Just sending ticket money and some charitable information is not going to help much. Where does she go when she arrives at the airport ? How does she get online to claim UC without a device or address no matter how temporary. Many charities will need an application to access their services. Does she even have a phone in order to call these services.

Help from a distance and sign posting can be useful in some circumstances but this particular situation will need a much more comprehensive handhold even for a couple of weeks until the basics are set up.
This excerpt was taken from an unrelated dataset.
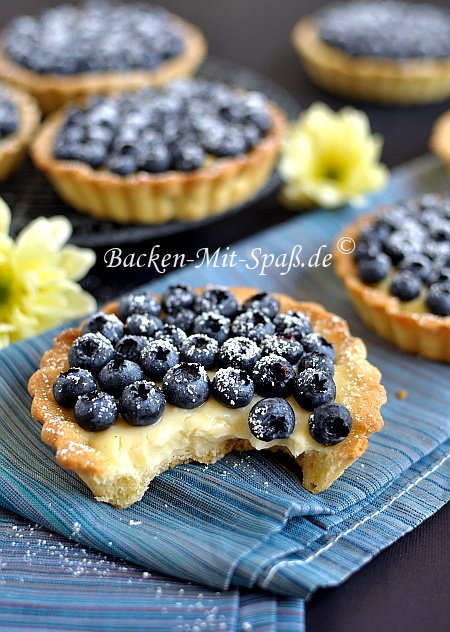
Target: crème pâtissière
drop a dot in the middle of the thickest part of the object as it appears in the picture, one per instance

Lotsofthingstoconsider · 05/03/2023 09:50

Sorry - second post in response to Goodread1 advising 'distancing'

heartbroken22 · 08/03/2023 05:53

If she does somehow get back into the country (she needs to find money for a ticket back) would she be allowed to pick her kids up from school and take them with her to the refuge/womens shelter?

OP posts:
catherinecawoodrtd · 08/03/2023 11:16

She has PR so in theory could do that but I assume someone else will already be ready to collect them. It could cause an altercation with police being called and the children witnessing a very stressful situation.
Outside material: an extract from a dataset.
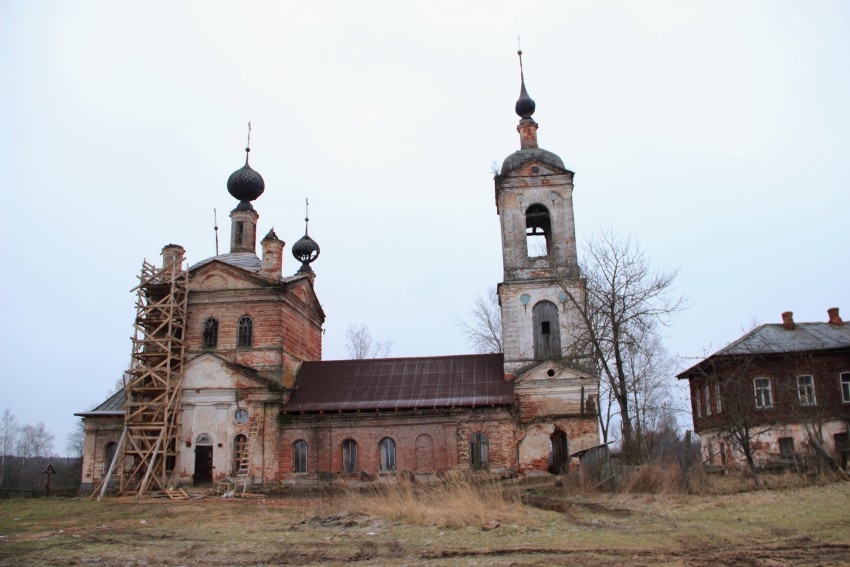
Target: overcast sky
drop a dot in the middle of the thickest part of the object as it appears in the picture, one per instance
(717, 133)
There are other ways to deal with this that will minimise distress to the children

DivorcingEU · 08/03/2023 12:01

First she needs to get back. Absolutely nothing can be done, money or not, if she's not here. The longer she is away the easier it will be for the father to say the children's normal residence is with him/he's the primary carer/she is unreliable etc.

heartbroken22 · 08/03/2023 15:13

@DivorcingEU she needs to raise money for a ticket she's got no money at the moment so people are helping her. She might be back in 1-2 months. It's honestly very stressful.

OP posts:
heartbroken22 · 08/03/2023 15:14

@catherinecawoodrtd any advice as to how to approach it? Obviously first she'll be put in a refuge then maybe after she gets her life sorted?

OP posts:
catherinecawoodrtd · 08/03/2023 18:41

She needs to get back to this country asap, get support from the local domestic violence service who can support with access to a solicitor, a refuge place and access to benefits. She should also ask a solicitor for stops on the children passports so they can't be moved out of the country if their father gets a hint she's back.
As has been said already, this needs professional, expert help.